NT-store semantics in PM

30 views

Skip to first unread message

Henrique Dominguez da Silva Nunes Fernandes

unread,

Jun 5, 2024, 8:59:18 AMJun 5

to pmem

Hi, I have a question regarding the semantics and ordering guarantees of NT-stores in the context of PM. Specifically, what behaviour is expected when we observe a NT-store to an address that is already in a cacheline, since NT-stores reside in separate WC buffers until they are propagated to PM. Intel's manual states the following in chapter 10.4.6.2 Caching of Temporal vs. Non-Temporal Data: "If a program specifies a non-temporal store with one of these instructions and the memory type of the destination region is write back (WB), write through (WT), or write combining (WC), the processor will do the following: • If the memory location being written to is present in the cache hierarchy, the data in the caches is evicted. • The non-temporal data is written to memory with WC semantics." However, regarding WC semantics, I could only find a manual for the P6 family processor from 1998 that states the following in chapter "WRITE COMBINING": "Ordering is not maintained between the successive allocation/deallocation of WC buffers e.g. writes to WC buffer 1 followed by writes to WC buffer 2 may appear as buffer 2 followed by buffer 1 on the system bus.
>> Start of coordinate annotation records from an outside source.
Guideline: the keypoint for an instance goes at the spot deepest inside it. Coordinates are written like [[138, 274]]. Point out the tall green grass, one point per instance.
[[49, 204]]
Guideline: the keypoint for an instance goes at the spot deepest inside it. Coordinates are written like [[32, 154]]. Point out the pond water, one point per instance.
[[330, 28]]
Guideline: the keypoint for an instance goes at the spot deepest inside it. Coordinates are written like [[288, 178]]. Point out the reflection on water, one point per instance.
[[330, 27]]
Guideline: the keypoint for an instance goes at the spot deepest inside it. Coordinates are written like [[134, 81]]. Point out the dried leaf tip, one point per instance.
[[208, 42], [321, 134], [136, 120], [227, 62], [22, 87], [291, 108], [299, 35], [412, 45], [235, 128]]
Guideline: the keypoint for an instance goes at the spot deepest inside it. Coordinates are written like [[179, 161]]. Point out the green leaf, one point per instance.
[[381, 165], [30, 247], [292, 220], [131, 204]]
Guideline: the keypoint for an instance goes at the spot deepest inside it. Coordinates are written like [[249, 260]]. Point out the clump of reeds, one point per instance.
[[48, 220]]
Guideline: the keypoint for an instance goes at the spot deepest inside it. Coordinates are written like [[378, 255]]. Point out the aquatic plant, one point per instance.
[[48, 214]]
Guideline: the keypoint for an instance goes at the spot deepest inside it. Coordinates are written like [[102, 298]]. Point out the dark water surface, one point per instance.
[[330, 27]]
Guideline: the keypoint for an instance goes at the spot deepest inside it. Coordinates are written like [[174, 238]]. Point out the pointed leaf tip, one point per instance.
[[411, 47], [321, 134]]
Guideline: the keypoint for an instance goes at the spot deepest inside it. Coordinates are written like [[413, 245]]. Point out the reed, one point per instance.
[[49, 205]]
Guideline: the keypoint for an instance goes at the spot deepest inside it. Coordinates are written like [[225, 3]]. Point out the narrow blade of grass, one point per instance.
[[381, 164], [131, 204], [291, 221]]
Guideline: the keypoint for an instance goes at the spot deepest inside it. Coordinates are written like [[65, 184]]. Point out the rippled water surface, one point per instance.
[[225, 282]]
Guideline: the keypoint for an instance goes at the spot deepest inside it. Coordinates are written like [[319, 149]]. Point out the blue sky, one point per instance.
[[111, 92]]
When a WC buffer is propagated to memory as partial writes there is no guaranteed ordering between successive partial writes e.g. partial write for chunk 2 may appear on the bus before partial write for chunk 1 or visa-versa." This, combined with the fact that each processor has its own WC region size, makes it hard to understand what guarantees NT-stores provide. Thus, my main questions are:

What are the ordering guarantees that nt-stores provide between them and other "normal" stores?
Are these guarantees tied to the processor implementation? If so, how do processors that support PM exactly handle NT-stores?